Published January 13, 2015
Consumer prices jumped 0.6 percent in March, the biggest inflation surge in five months, as the costs of energy, clothing and airline fares all rose sharply.
The Labor Department (search) said last month's increase in the Consumer Price Index (search), the most closely watched inflation gauge, followed a 0.4 percent rise in February and left consumer inflation rising at an annual rate of 4.3 percent in the first three months of this year. That was a full percentage point above the 3.3 percent rise in prices for all of 2004.
The new report showed that even outside of food and energy, there were significant price pressures last month.
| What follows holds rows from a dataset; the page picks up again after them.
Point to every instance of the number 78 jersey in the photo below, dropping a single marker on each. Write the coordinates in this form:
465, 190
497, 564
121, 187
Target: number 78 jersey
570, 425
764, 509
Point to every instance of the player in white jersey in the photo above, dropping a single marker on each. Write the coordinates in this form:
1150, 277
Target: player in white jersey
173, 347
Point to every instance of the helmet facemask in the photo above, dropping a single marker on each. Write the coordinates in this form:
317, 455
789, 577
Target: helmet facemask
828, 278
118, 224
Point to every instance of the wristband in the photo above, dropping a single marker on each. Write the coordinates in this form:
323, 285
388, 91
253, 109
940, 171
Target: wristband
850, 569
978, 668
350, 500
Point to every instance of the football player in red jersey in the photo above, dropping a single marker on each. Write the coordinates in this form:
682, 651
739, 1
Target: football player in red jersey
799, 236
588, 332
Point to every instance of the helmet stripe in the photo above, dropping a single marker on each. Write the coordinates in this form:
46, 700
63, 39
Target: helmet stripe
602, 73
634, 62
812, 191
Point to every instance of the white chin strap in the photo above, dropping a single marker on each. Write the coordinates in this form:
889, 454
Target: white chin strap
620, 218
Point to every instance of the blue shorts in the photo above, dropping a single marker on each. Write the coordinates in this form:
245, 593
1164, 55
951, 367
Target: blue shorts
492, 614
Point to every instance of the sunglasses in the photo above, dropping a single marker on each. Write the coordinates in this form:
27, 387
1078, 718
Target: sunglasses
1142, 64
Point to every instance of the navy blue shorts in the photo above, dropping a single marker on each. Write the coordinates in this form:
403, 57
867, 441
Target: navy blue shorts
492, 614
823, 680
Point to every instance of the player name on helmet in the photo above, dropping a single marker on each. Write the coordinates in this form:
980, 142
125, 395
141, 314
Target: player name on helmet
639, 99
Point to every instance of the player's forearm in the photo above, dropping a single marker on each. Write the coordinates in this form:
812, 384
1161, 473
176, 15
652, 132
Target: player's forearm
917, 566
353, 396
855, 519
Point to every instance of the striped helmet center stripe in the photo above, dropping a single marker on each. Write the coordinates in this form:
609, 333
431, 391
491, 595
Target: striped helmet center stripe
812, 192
The so-called core rate of inflation rose by a worrisome 0.4 percent in March, double what economists had expected, reflecting higher prices for clothing, hotel rooms and airline tickets.
The government's new report on inflation showed significantly higher price pressures than had been observed in Tuesday's report on wholesale inflation, which showed a similar overall increase of 0.7 percent, reflecting a sharp jump in energy prices, but only a tiny 0.1 percent increase in prices outside of energy and food.
Economists and the Federal Reserve track the core inflation figure more closely, believing it is a better gauge of underlying inflation pressures since the overall price number can swing widely in response to the volatile energy and food components.
The 0.4 percent rise in the prices outside of food and energy in March followed a 0.3 percent increase in February, which had been the first uptick from four straight months of more moderate 0.2 percent gains in the core inflation rate.
So far this year, the core rate for consumer prices are rising at an annual rate of 3.3 percent in the first three months of the year, the fastest quarterly inflation spurt for core prices since the summer of 2001. For all of last year, core inflation rose by just 2.2 percent.